Friday, July 6, 2012

Origin of barbecue sauce: Is NC style the original?

Food writer Robert Moss of Charleston has a fascinating blog post this morning up on the Southern Foodways Alliance site: Barbecue sauce before the 20th century.

He points out that all the various red and sweet sauces were really a 20th century development and may be have arisen from restaurants. Before that, slowly cooking meat was basted with . . . Well, we'll let you read it.

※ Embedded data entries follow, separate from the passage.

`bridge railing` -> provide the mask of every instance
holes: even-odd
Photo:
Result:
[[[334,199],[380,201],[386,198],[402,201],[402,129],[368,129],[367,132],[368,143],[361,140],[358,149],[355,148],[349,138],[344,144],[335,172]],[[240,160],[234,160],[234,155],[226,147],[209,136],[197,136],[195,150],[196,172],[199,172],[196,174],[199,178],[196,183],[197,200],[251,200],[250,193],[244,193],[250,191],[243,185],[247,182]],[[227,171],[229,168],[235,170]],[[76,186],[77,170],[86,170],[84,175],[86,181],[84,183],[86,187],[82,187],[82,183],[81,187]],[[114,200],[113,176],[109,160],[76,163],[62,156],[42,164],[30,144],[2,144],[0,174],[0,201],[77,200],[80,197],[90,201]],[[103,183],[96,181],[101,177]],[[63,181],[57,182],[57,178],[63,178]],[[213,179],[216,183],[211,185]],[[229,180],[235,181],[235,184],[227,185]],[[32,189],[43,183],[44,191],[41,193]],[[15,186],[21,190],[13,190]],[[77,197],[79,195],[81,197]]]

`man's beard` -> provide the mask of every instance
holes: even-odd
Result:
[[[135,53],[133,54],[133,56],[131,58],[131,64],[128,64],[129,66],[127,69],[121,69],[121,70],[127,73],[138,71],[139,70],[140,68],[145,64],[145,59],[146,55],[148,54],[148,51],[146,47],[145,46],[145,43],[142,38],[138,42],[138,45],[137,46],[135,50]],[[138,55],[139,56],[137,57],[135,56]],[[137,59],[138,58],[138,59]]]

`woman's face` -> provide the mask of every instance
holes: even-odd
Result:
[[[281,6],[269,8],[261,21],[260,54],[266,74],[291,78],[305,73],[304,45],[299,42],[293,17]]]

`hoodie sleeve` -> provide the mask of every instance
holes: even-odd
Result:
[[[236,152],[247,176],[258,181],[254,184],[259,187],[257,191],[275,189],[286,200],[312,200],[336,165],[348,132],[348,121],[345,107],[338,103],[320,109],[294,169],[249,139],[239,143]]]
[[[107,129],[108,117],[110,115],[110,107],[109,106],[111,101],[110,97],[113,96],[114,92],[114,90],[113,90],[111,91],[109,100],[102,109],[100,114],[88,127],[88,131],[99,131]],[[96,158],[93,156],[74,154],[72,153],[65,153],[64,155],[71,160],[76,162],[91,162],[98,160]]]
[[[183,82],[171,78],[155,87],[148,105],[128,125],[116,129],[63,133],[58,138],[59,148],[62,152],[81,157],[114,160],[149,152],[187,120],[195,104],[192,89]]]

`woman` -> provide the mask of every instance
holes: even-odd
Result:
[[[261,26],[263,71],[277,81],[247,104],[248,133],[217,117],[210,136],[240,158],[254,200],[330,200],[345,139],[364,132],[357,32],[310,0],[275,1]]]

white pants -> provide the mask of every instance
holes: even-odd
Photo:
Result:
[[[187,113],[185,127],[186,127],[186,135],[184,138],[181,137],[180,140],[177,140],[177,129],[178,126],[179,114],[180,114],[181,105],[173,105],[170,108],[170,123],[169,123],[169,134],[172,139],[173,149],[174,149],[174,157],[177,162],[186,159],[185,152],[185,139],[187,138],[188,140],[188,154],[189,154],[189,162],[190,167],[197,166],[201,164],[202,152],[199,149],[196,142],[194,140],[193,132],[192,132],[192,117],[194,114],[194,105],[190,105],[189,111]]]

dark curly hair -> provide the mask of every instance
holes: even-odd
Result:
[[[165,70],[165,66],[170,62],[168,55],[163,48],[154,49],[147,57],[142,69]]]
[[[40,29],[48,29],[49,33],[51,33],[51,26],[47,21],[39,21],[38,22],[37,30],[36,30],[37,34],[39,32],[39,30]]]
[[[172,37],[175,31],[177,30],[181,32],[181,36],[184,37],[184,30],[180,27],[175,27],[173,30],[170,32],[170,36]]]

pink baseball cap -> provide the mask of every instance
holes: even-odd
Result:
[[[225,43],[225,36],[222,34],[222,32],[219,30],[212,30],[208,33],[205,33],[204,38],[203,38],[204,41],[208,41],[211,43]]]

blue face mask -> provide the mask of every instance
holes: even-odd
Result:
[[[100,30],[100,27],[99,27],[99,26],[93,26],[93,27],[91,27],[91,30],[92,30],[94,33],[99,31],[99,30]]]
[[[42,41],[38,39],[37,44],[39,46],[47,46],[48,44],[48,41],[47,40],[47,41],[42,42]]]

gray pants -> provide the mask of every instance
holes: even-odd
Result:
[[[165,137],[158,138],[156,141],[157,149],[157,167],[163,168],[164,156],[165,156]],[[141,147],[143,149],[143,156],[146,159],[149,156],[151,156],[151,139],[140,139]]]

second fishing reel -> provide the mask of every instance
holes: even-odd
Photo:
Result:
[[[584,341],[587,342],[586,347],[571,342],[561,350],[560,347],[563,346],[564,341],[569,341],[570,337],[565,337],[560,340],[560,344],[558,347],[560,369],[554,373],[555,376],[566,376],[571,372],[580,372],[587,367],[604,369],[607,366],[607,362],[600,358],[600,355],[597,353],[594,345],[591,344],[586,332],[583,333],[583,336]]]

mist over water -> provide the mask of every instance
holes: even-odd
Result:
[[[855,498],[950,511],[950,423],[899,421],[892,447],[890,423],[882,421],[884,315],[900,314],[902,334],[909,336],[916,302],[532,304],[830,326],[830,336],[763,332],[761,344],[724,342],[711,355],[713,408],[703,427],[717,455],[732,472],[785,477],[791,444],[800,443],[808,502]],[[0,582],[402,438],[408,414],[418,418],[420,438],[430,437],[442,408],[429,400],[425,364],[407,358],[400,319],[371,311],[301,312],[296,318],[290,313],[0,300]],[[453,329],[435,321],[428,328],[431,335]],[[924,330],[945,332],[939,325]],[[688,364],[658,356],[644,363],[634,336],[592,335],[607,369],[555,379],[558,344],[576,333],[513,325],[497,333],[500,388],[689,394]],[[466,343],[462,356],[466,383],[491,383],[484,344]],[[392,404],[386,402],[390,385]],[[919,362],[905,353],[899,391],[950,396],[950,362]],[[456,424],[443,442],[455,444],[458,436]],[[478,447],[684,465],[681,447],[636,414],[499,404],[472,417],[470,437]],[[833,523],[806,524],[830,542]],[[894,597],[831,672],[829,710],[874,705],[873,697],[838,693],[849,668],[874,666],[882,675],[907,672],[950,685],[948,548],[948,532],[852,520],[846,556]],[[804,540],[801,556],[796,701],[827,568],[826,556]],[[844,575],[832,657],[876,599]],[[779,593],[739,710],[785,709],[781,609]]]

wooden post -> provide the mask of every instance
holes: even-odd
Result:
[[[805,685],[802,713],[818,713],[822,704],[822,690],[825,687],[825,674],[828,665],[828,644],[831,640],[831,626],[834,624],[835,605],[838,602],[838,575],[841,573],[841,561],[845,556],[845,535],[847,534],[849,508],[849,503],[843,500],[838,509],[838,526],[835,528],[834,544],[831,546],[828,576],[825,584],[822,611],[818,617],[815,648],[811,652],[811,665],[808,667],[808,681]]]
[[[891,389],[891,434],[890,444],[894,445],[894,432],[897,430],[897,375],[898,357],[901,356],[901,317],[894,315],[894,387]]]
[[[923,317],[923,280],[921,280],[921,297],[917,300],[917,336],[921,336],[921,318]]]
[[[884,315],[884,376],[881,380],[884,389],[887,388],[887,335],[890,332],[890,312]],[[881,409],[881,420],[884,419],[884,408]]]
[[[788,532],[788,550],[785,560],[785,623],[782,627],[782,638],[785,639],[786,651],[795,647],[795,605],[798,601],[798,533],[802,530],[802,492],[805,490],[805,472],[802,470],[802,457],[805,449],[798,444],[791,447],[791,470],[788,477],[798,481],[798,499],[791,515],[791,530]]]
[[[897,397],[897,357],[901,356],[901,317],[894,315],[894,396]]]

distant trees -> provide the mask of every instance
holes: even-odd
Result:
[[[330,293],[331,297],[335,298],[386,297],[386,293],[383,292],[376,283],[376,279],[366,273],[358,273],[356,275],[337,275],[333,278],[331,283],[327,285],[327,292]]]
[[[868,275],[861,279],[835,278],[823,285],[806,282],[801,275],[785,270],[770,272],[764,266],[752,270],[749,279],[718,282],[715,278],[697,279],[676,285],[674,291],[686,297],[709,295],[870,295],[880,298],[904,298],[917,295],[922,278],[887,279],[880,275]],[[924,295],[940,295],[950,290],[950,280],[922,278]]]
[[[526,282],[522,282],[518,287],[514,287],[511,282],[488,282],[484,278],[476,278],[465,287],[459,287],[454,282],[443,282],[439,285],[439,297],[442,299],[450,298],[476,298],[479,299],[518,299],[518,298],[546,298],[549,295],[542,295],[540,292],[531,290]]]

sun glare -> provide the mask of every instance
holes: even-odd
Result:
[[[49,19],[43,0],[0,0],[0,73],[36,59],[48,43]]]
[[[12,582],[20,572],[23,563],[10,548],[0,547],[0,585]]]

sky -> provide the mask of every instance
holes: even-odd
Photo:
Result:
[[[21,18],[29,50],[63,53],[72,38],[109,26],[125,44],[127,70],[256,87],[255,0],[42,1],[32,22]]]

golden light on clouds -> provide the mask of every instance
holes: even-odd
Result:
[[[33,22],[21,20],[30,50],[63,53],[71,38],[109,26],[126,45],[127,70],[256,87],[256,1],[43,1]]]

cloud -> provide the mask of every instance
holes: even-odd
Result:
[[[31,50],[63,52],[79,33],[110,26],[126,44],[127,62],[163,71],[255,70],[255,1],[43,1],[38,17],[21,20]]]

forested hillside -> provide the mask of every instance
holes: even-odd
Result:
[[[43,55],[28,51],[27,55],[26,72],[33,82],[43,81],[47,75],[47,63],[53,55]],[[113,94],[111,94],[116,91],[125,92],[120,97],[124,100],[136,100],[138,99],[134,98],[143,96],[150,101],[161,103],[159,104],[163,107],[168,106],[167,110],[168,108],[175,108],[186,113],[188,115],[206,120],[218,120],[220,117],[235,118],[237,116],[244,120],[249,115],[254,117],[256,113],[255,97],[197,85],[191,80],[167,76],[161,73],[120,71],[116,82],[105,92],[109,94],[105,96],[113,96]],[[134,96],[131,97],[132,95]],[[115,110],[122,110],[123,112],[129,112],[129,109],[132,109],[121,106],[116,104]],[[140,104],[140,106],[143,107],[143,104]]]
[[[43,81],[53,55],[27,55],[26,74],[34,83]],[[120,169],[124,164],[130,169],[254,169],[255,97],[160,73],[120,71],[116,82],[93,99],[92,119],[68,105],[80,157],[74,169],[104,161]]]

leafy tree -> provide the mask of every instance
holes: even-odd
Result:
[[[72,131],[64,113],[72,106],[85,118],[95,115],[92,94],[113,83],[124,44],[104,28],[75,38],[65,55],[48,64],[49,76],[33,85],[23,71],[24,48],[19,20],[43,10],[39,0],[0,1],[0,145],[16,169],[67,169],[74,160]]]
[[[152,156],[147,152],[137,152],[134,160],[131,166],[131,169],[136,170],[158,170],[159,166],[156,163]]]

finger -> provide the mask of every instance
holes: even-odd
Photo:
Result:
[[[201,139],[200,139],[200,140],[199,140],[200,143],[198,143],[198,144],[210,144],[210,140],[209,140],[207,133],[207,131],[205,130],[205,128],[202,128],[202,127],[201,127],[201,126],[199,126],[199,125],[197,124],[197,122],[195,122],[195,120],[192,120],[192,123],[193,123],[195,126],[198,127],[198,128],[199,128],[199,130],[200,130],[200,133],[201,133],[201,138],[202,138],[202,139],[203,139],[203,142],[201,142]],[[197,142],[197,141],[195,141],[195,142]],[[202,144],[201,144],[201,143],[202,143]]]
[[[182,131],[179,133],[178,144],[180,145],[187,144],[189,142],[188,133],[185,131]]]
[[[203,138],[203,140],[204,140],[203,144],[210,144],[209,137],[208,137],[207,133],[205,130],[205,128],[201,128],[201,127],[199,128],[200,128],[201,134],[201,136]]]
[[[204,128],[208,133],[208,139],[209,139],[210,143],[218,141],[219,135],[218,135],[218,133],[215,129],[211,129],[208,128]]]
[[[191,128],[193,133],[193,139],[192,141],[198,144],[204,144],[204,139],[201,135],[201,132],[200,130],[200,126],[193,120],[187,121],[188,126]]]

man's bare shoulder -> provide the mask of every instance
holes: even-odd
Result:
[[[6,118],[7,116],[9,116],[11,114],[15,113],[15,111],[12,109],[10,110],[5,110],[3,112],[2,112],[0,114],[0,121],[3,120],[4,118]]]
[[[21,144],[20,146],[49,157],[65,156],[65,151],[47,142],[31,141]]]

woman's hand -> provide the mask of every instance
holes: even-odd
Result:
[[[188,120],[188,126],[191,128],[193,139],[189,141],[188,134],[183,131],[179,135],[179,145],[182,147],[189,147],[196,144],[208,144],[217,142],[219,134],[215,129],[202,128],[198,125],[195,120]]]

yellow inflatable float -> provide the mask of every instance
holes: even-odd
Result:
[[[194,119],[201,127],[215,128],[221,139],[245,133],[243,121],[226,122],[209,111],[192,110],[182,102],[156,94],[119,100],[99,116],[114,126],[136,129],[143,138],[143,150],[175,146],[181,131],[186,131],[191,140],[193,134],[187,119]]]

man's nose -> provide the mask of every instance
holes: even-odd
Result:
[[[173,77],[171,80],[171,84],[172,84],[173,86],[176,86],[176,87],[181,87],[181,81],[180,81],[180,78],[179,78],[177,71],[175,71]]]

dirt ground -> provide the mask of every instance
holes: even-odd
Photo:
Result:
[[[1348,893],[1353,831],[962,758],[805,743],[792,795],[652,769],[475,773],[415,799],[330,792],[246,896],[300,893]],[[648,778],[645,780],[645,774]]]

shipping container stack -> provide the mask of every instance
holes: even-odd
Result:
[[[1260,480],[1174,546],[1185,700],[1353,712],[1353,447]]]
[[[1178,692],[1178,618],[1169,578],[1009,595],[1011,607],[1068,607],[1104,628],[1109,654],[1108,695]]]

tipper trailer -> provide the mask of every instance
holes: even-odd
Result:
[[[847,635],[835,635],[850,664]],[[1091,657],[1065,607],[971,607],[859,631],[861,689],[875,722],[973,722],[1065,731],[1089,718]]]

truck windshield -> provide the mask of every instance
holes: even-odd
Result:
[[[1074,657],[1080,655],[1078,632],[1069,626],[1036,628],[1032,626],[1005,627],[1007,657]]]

http://southernfoodways.blogspot.com/2012/07/secret-history-of-barbecue-sauce.html

9 comments:

Joanne said...

Love the SFA!

Jim Pierson said...

I would agree that what we consider barbecue sauces today are mostly 20th century concoctions. These are the ones we fuss over and hopefully the feud won't be replayed again here. [I know, wishful thinking.]

I'm not surprised that earlier bastes and even sauces would be vinegar, salt, and pepper since those were all primary preservatives and anti-microbials in the days before refrigeration.

Butter is a twist I hadn't thought of before though. I'll have to add that to the baste next time and see how it works, especially nowadays with pork that has a lot less fat content than before.

Anonymous said...

Like the Panama Canal; We bought it, we built it, it's ours!

John said...

Interesting timing. History channel was just running an episode of "American Eats" on Barbacue and they credit Kraft with releasing the first tomato based commercial sauce and that most of the home-made sauces had Kraft as it's base.

It makes sense because sweet sauces would've been harder to keep before refrigeration as it makes for an excellent growth media for bacteria as well as mold.

It's easy to forget today, that barbecue was originally a method of food preservation!

John said...

BTW... for all the transplants...

When you say "Barbecue" it has to meet three primary conditions:
Low,
Slow,
Wood smoked.

If it's not all three, it IS NOT "barbecue" it's "grilling".

Anonymous said...

What John said - "barbecue" is a NOUN, not a verb. And the folks in Eastern North Carolina know that all you need is vinegar, salt, and crushed red pepper.

Anonymous said...

John Shelton Reed and his wife covered all this and more in their book as well as the misconceptions between East and West NC bbq.

Plancha Barbecue said...

Nice information for Barbecue sauce...

Rogger Mcloud said...

Oh, I didn't know that there was a secret story. Aniway is should try to make mine own sauce, and then I will tell my secret story. Also I have studied in Argentina a few years, where I learned how to cook the clasic barbecue. They eat barbecue for breakfast. Lol... I am exagerating, but I have been in a few apartments in buenos aires with charcoal grill in the balconys.